I have the General Hydroponics brand of CaMg, but any brand will do for this purpose. And I think it will now be safe to water the rootzone once a day since you have roots poking out. In a bout a week or less I would even consider moving up to flooding the root zone once a day.
 

Skybound

Well-Known Member
CaMg is made by General Organics (the organic line of General Hydroponics). CalMag I think is Botanicare and I'm willing to bet most of the top brands each have their own CalMag supplement, each accomplishing the same thing, to get calcium and magnesium into the feed regimen. I am also a newb, so my knowledge is limited, but it is widely taught that when using Reverse Osmosis or Distilled wat, a CalMag supplement is needed as those elements are filtered out. My understanding is that tap water has cal & mag in it already.
 

AfricanGrower

New Member
My understanding is that tap water has cal & mag in it already.
This may be somewhat true, but as far as I know, Calcium and Magnesium supplements are always needed in a soilless medium. I think it has to do with soil already having the capability to store MICRO nutrients longer than any soilless mediums. I use tapwater and I still add 5ml/g of CaMg everytime I feed.

>>>Im seeing a bit of yellowing happen a a couple of the babies.. will that help me?

Depending on where the yellowing is taking place. If it is starting to yellow from new growth outward then you may be facing a Mg def. If the spaces between your veins are yellowing then you might be facing a Ca def. If the plant is yellowing from the bottom, older leaves UPWARD then you may be facing a Nitrogen def. nitrogen deficiencies almost always show the possibility of underfeeding later in growth.

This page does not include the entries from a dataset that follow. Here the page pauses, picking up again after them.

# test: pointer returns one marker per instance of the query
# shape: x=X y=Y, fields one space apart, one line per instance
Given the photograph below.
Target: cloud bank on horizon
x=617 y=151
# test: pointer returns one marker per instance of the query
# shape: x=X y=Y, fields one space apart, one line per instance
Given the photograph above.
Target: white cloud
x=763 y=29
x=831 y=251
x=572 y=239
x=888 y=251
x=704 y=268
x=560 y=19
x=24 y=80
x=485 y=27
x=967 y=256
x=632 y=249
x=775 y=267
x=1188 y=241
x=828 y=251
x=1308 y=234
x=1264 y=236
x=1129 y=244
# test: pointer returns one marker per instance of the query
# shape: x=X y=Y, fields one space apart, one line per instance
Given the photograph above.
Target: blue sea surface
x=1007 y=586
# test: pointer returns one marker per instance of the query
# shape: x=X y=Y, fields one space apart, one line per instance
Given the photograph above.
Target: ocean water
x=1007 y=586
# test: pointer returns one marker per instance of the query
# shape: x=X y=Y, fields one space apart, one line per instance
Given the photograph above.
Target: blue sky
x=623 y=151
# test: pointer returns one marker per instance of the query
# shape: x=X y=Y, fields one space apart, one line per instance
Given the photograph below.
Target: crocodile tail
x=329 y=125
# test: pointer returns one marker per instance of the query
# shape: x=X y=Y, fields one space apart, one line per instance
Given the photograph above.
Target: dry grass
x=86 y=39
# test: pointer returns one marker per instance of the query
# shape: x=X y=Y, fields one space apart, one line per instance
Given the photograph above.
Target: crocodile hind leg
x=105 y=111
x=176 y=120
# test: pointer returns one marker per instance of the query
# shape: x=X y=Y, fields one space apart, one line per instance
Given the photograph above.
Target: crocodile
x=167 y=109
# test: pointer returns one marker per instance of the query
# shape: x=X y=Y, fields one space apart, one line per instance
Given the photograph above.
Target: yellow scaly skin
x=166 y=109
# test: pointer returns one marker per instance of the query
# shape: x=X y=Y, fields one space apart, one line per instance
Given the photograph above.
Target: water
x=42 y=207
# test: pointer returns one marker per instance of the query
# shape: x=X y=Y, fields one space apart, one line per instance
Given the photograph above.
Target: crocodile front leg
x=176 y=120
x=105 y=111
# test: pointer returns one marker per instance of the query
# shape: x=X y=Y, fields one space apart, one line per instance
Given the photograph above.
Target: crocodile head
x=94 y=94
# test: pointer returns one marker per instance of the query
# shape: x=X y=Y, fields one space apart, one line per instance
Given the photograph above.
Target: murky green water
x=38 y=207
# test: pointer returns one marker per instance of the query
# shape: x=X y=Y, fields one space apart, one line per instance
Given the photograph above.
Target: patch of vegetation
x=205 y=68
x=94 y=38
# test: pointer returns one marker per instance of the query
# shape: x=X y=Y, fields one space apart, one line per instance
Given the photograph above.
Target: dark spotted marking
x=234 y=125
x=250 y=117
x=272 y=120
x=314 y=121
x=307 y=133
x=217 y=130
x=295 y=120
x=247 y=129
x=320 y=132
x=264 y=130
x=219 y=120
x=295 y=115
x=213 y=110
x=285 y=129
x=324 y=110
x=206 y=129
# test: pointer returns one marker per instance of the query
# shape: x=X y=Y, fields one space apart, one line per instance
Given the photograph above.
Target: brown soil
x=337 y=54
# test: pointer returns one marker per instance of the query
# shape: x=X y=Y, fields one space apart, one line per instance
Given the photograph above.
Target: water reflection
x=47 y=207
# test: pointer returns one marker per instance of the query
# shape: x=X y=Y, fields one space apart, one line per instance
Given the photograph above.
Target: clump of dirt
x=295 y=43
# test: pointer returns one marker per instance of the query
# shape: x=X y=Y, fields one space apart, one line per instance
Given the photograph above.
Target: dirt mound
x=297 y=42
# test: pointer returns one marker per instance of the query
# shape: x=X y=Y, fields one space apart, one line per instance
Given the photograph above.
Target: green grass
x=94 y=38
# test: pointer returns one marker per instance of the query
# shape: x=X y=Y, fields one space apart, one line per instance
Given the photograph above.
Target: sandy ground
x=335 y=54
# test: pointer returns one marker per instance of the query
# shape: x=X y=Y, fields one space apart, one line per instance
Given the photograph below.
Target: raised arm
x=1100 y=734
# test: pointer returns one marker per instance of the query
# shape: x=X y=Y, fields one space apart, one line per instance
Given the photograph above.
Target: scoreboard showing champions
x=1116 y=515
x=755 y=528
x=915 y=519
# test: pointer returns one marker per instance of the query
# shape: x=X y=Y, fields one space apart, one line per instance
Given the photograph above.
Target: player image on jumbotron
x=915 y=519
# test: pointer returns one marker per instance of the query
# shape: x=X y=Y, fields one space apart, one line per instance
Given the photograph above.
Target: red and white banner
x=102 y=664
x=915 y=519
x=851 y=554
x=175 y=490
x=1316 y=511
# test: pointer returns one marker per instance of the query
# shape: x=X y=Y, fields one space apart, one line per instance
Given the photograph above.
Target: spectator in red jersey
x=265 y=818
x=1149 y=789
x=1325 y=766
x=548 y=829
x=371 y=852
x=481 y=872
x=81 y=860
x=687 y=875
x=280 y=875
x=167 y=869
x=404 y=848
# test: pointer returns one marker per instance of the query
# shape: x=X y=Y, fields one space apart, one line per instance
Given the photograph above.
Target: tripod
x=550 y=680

Here are what my seedlings looked like the first two weeks I watered with just plain tapwater and no type of supplements.



Notice the yellowing from the center, and overall the pale yellow color of the leaves. When coupled with both Ca and Mg deficiencies, you can also start to notice your leaves feeling like glass, more of a rough, hard glass than the leaf's natural smooth, soft surface.

Also a good sign of a Mg def is by the curling of the leaves as you see as well.